Unless specifically needed for a particular scenario, precision should liberally be traded for speed. This minimises the use of arithmetic instructions with low throughput, as long as care is taken to ensure there is enough precision to produce acceptable results.

For OpenGL and OpenGL ES, consider using mediump floats whenever practical. These may have optimised paths by requiring less precision, resulting in some reasonable gains in some common instructions.

For OpenCL kernels, always use the -cl-fast-relaxed-math build option, as this enables aggressive compiler optimisations for ﬂoating-point arithmetic which the standard otherwise disallows. This flag will often result in good performance gains at the cost of very little precision. native_* math built-ins should also be used, as they are much faster than their un-preﬁxed variants for the cost of some arithmetic precision.

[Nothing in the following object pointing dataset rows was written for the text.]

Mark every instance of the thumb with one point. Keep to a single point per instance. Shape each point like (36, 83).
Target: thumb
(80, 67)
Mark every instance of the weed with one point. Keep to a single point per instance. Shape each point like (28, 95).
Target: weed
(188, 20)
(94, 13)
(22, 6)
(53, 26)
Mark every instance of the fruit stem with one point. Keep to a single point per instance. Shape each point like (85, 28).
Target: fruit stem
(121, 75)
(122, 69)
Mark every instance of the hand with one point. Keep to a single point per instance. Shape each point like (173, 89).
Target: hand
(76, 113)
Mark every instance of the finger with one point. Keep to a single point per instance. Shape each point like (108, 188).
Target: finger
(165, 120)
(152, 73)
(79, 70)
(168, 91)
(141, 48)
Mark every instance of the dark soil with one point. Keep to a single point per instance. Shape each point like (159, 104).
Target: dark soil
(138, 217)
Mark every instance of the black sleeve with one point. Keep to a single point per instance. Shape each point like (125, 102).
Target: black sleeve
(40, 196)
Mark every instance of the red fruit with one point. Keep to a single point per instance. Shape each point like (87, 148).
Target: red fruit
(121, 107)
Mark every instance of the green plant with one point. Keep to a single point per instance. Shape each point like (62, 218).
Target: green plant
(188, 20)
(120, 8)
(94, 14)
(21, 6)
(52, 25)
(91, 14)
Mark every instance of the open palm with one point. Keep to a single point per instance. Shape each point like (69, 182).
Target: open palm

For RenderScript, enable the pragma operation #pragma rs_fp_relaxed to enable some optimisations or #pragma rs_fp_imprecise to allow the compiler to perform more aggressive optimisations.

Tweak Work for the Graphics Core#

The PowerVR Graphics Core has an impressive arithmetic throughput and fully supports integer and bitwise. Nevertheless, it is still beneficial to avoid instructions that are excessively long or complicated. It is important to remember that all Graphics Cores are optimised for floating point calculations and may achieve better throughputs with them.

The integer path is reasonably fast, especially in combinations of arithmetic (except division) bit-shifts. When tests are needed, it may be possible to process several of those per cycle.

That said, it will normally be faster still to work with floating point. Ideally, the numbers should be float in the first place. For kernels with a lot of arithmetic on comparatively few values per kernel, it may be beneficial to even turn integer values into float and back to integers after calculating. If in doubt, use a profiling compiler as these kinds of gains will be reflected in the cycle count of the kernel.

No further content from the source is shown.